Visualizing Prophet's changepoint.prior.scale
Dec 2018 · 1206 words · 6 minutes read
As a followup to my post about visualizing Prophet Forecast Output, this post will do the same process of combing purrr/furrr and prophet to run a lot of forecasts in a more structured way and then visualizing the results with gganimate
.
The purpose of this post will be to provide a range of input values to the changepoint.prior.scale
parameter and observe what it does to Prophet’s forecast and it’s confidence intervals. The output will be the gif at the top of this post.
Step 1: Fetch Data
We will use the same data we used in the first post, the number of en.wikipedia.org pageviews by day since October 2015
library( 'pageviews')
library( 'dplyr')
trend_data <-
project_pageviews(
project = "en.wikipedia",
end = as.Date("2019-01-01"),
user_type="user"
)
glimpse(trend_data)
## Observations: 1,184
## Variables: 7
## $ project <chr> "wikipedia", "wikipedia", "wikipedia", "wikipedia"...

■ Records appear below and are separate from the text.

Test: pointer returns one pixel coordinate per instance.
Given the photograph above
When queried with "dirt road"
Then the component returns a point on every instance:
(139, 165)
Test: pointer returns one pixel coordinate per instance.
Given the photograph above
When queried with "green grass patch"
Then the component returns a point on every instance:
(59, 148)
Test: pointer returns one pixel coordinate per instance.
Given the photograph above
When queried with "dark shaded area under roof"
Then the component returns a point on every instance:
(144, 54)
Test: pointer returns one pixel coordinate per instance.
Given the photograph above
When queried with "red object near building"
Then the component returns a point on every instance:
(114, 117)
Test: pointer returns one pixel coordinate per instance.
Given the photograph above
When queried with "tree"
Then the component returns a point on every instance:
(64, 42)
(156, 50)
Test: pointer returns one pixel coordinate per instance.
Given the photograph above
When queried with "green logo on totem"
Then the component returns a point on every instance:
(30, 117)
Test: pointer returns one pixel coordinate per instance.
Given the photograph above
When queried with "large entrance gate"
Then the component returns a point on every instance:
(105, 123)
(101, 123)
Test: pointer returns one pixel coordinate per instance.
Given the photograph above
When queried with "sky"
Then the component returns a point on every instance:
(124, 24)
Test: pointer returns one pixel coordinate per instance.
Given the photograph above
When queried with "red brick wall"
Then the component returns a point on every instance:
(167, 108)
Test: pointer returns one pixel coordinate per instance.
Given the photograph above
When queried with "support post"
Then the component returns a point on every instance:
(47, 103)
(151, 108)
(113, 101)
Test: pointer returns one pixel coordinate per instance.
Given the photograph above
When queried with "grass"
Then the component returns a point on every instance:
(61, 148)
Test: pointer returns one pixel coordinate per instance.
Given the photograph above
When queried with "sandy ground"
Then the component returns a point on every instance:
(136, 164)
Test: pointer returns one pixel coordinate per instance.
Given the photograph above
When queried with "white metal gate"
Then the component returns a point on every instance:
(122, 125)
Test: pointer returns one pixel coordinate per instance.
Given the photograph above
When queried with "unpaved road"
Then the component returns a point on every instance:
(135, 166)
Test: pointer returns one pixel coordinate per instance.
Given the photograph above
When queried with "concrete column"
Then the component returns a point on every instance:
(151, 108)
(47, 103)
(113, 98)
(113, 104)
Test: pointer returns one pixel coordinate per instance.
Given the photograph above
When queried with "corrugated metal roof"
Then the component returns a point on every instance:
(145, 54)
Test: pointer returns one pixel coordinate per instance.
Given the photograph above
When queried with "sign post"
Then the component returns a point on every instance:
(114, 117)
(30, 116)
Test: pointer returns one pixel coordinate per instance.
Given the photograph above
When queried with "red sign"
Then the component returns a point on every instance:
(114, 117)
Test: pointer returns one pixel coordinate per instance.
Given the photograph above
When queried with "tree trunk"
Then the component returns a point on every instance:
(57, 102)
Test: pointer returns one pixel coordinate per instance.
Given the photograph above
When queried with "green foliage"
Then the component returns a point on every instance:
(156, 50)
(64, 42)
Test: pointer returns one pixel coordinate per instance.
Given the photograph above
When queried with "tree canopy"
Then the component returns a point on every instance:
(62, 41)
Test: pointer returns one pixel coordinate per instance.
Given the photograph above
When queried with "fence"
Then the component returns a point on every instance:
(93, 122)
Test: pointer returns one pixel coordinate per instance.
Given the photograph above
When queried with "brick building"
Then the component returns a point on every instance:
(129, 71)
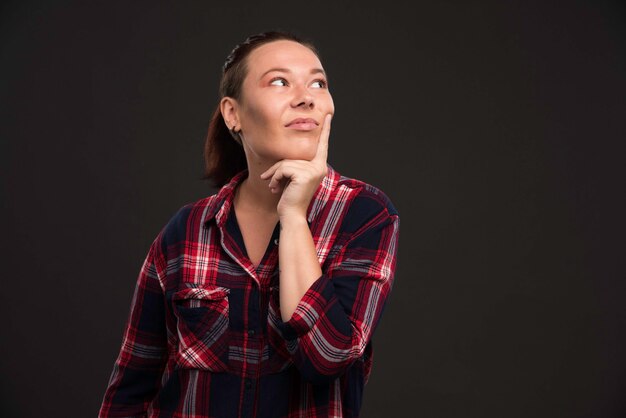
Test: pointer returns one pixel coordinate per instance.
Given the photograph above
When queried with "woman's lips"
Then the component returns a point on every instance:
(302, 124)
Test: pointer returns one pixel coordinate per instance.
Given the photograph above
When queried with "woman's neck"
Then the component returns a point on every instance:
(254, 195)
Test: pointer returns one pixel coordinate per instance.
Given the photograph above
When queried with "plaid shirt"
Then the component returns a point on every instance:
(205, 337)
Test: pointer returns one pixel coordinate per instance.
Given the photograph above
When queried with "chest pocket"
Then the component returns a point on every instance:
(202, 315)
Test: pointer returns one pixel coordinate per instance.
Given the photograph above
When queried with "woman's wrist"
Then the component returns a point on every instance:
(292, 220)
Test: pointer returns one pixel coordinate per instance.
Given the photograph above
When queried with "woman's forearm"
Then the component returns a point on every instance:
(298, 265)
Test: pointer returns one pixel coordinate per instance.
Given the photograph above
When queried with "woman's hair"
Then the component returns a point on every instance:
(223, 153)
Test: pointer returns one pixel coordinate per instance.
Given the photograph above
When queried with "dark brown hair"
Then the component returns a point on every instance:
(223, 153)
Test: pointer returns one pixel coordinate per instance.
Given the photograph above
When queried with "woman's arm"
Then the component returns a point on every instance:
(330, 316)
(137, 371)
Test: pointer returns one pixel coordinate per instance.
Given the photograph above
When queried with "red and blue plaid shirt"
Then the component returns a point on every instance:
(205, 337)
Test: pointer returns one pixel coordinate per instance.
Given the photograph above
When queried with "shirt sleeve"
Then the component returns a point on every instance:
(335, 319)
(139, 366)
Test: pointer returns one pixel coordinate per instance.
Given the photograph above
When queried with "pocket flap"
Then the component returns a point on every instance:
(210, 293)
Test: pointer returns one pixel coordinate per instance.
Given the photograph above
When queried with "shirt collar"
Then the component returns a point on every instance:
(219, 206)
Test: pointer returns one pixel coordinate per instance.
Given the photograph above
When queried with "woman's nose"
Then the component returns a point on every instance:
(303, 98)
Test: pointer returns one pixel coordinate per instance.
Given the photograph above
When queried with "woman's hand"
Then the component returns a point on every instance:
(298, 180)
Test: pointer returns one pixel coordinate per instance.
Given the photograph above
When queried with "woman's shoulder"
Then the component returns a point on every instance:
(368, 197)
(189, 216)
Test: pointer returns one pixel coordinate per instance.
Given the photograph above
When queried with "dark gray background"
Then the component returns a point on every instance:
(496, 128)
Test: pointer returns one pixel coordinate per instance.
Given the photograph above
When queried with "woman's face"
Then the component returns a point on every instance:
(283, 103)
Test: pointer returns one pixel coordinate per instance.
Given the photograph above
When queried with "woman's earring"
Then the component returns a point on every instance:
(235, 134)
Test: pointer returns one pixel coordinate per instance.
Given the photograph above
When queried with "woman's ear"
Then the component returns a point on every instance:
(228, 107)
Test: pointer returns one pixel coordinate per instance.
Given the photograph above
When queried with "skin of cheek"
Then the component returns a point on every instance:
(267, 139)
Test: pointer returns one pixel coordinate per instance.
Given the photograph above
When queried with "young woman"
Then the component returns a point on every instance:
(261, 300)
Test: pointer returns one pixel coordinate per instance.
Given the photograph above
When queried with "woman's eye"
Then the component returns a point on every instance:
(320, 84)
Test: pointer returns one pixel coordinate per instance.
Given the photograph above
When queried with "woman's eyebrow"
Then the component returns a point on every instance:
(286, 70)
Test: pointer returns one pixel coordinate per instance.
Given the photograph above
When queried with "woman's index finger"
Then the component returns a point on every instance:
(322, 146)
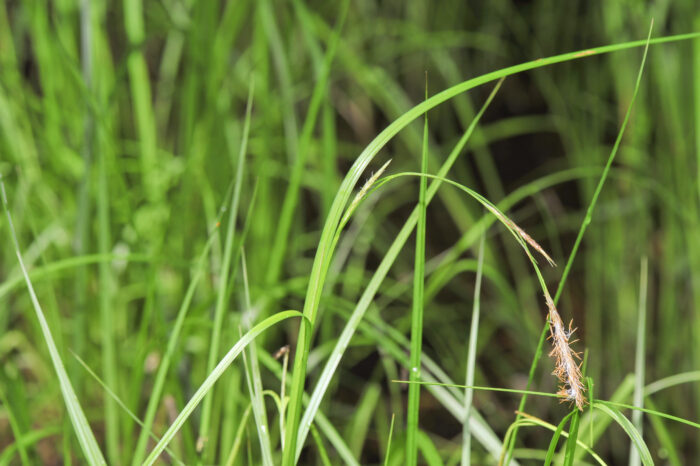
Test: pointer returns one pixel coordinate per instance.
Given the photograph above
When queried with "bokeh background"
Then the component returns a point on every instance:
(120, 128)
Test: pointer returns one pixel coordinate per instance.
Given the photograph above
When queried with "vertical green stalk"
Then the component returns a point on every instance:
(141, 98)
(222, 293)
(291, 196)
(254, 380)
(417, 312)
(106, 287)
(86, 438)
(639, 360)
(80, 240)
(471, 359)
(582, 230)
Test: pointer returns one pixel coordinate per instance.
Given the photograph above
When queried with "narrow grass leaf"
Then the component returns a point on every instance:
(322, 453)
(413, 407)
(222, 292)
(86, 438)
(639, 360)
(551, 450)
(388, 443)
(589, 214)
(632, 432)
(471, 359)
(213, 377)
(377, 279)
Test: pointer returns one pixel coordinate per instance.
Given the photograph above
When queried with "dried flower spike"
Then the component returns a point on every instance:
(565, 367)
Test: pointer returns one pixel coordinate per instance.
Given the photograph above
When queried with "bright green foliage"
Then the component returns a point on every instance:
(179, 173)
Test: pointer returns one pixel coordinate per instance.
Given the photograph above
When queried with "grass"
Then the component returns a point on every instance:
(175, 177)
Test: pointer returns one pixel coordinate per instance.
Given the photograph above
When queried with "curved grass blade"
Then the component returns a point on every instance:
(86, 438)
(471, 359)
(121, 404)
(388, 443)
(632, 432)
(379, 275)
(213, 377)
(222, 293)
(555, 439)
(587, 218)
(324, 252)
(539, 422)
(639, 359)
(413, 407)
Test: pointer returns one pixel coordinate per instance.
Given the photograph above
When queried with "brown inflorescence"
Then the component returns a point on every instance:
(565, 367)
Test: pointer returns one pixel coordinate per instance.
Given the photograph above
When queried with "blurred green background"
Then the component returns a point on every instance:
(120, 128)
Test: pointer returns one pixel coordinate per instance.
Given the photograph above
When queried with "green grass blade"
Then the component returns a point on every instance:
(324, 251)
(377, 279)
(238, 438)
(213, 377)
(632, 432)
(413, 407)
(322, 453)
(572, 441)
(429, 452)
(640, 360)
(539, 422)
(121, 404)
(471, 359)
(291, 197)
(86, 438)
(254, 381)
(223, 292)
(388, 443)
(555, 439)
(164, 366)
(587, 219)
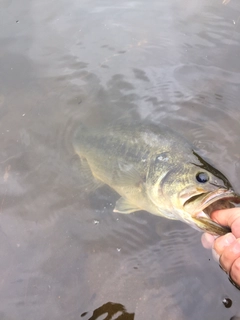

## $ language <chr> "en", "en", "en", "en", "en", "en", "en", "en", "e...
## $ access <chr> "all-access", "all-access", "all-access", "all-acc...
## $ agent <chr> "user", "user", "user", "user", "user", "user", "u...
## $ granularity <chr> "daily", "daily", "daily", "daily", "daily", "dail...
## $ date <dttm> 2015-10-01, 2015-10-02, 2015-10-03, 2015-10-04, 2...
## $ views <dbl> 238845634, 234121441, 221478394, 244396567, 259720...
Now we prepare to feed the data to Prophet by simplifying it to a ‘ds’ (date) and a ‘y’ column.
input <- trend_data %>%
rename(
ds = date,
y = views
) %>%
select(ds,y)
str(input)
## 'data.frame': 1184 obs. of 2 variables:
## $ ds: POSIXct, format: "2015-10-01" "2015-10-02" ...
## $ y : num 2.39e+08 2.34e+08 2.21e+08 2.44e+08 2.60e+08 ...
The parameter we’ll be observing is called the changepoint.prior.scale
. The documentation states this is the: “Parameter modulating the flexibility of the automatic changepoint selection. Large values will allow many changepoints, small values will allow few changepoints”. When I read this I had no idea what this meant practically. I think all documentation should have a “this is what that means for you” translation. In order to see what this does, we will be running a lot of different forecasts with different values of this parameter passed in to observe what happens.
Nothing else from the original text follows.